Adin do Fundo Amazônia
Por omissão da União quanto à adoção de providência de índole administrativa, ela objetiva a suspensão da paralisação do Fundo Amazônia. Desde o início do atual governo, sob liderança de Salles, a estrutura de governança do Fundo foi implodida, o que acarretou na paralisação da contratação de novos projetos pelo Fundo, além da paralisação de novos aportes pelos doadores noruegueses e alemães. O fato é que há cerca de R$ 1,5 bilhão parados na conta do Fundo, que não foram destinados a novos projetos.
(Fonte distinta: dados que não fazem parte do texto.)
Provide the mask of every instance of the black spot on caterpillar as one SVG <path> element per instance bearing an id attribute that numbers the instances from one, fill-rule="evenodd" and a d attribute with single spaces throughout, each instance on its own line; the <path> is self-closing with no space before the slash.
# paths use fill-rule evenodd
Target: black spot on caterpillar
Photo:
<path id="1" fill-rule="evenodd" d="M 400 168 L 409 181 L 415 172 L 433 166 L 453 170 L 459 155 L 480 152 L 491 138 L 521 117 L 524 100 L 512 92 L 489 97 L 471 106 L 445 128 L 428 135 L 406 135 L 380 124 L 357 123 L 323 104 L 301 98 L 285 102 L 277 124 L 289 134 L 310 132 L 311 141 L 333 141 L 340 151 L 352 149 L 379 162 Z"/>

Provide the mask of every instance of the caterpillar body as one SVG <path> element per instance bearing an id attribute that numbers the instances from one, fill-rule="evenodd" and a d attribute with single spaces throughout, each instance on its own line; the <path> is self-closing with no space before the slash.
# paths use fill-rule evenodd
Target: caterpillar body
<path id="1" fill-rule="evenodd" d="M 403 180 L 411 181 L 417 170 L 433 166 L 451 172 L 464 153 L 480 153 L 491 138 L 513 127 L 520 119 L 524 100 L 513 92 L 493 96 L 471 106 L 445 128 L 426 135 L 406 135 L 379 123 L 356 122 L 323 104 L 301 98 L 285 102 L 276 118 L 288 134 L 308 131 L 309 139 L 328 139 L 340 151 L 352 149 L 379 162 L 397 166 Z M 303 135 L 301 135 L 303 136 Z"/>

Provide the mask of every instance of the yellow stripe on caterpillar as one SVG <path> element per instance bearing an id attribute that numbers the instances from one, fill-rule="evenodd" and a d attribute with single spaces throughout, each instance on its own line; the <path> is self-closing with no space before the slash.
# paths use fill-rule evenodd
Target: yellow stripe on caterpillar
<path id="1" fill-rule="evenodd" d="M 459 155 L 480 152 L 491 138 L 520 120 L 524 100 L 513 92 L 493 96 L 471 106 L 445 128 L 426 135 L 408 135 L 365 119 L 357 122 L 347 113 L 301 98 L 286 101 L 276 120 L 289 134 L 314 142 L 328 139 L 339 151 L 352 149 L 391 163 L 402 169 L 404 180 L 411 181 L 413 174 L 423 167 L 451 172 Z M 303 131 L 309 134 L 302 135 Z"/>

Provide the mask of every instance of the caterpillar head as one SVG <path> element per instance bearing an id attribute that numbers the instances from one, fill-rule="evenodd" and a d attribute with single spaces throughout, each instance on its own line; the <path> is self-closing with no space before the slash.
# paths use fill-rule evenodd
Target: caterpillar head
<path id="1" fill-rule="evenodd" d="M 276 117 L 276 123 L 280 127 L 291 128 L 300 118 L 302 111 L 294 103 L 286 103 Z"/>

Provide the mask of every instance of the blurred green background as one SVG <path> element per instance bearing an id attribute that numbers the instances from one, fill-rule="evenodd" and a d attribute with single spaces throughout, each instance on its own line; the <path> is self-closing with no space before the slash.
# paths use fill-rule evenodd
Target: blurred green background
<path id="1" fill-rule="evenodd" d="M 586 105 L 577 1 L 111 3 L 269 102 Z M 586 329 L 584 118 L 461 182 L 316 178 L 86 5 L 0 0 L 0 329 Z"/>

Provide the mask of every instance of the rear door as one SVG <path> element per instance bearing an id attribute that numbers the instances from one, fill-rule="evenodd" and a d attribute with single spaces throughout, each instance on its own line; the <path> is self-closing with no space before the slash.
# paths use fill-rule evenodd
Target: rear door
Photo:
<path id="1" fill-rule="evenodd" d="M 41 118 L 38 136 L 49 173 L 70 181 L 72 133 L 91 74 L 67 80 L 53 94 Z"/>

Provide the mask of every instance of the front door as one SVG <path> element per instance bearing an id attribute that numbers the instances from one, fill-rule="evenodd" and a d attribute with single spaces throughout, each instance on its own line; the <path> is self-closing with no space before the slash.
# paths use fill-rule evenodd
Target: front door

Trata-se de uma inação calculada e ideológica, que tem o Judiciário como único caminho para sua reversão.
Adin do Fundo Clima
Por omissão da União por não adotar providências de índole administrativa relativas ao funcionamento do Fundo Clima, com todos os recursos autorizados pela lei orçamentária (abrangidas as modalidades não reembolsável e reembolsável) e permitindo sua captação por órgãos e entidades da administração pública direta e indireta (federal, estadual e municipal), fundações de direito privado (incluídas as fundações de apoio), associações civis, empresas privadas, cooperativas e outros possíveis beneficiários. A ação pleteia que o fundo seja imediatamente descongelado e que o Ministério do Meio Ambiente desenvolva um plano para usar o recurso em 30 dias, além de elaborar os planos para os próximos dois anos.